Steve Sem-Sandberg’s The Tempest published in France
Today, August 22nd, is the publication day for the French edition of The Tempest by Steve Sem-Sandberg. Lettres de la pluie is a part of La Rentrée Littéraire for the publisher Robert Laffont.
Steve Sem-Sandberg’s The Tempest is a hypnotic tale of an island, overrun with stories and myths. The Tempest portrays a hatefulness that is inherited generation after generation and a love that will conquer all.

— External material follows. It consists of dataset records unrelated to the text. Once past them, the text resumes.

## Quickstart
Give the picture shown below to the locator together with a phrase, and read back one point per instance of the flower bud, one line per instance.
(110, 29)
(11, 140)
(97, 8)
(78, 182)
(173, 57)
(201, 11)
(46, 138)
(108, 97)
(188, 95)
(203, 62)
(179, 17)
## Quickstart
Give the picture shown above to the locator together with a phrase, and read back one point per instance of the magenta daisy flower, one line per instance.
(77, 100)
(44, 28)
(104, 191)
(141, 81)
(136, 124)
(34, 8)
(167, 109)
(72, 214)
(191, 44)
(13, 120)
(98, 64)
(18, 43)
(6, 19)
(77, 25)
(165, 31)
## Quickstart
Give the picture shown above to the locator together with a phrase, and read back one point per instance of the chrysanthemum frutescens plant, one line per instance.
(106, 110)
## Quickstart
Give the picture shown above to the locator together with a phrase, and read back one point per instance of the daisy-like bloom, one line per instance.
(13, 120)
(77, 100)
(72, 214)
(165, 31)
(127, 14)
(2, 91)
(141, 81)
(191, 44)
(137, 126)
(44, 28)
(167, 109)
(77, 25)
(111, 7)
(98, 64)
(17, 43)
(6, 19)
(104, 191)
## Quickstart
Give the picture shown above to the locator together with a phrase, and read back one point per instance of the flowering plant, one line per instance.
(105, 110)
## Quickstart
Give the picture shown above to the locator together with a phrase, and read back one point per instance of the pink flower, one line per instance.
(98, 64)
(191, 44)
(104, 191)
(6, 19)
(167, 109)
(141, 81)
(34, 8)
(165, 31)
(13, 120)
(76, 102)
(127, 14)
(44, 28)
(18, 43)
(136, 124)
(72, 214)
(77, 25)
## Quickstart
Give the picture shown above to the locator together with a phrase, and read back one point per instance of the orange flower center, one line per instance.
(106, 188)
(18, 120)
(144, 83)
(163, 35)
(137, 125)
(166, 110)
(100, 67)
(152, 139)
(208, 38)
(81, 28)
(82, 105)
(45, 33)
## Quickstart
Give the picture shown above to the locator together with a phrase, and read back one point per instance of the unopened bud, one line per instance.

This is a novel about the way historical crimes are written on a landscape, about the manner in which moral decay takes on physical form. What makes The Tempest truly special, though, is the risks that Sem-Sandberg takes with narrative conventions, the way that his prose seems to break every rule in the creative writing handbook, and yet does so joyfully, recklessly and utterly convincingly. That such stylistic complexity is rendered in a manner that feels entirely natural is testimony to the great skill of the translator, Anna Paterson. The prose leaps wilfully between past and present tenses, the voice suddenly breaks into the second person and at one point Johannes takes over Andreas’s first-person narrative. Perspectives telescope in and out, giving us sweeping passages of history or wide-angle landscapes followed by intimately observed and close-up moments in time. It’s as if the book’s most significant borrowing from Shakespeare’s play is not the island setting, but rather Prospero’s total control of narrative, the omnipotence of the author-magician.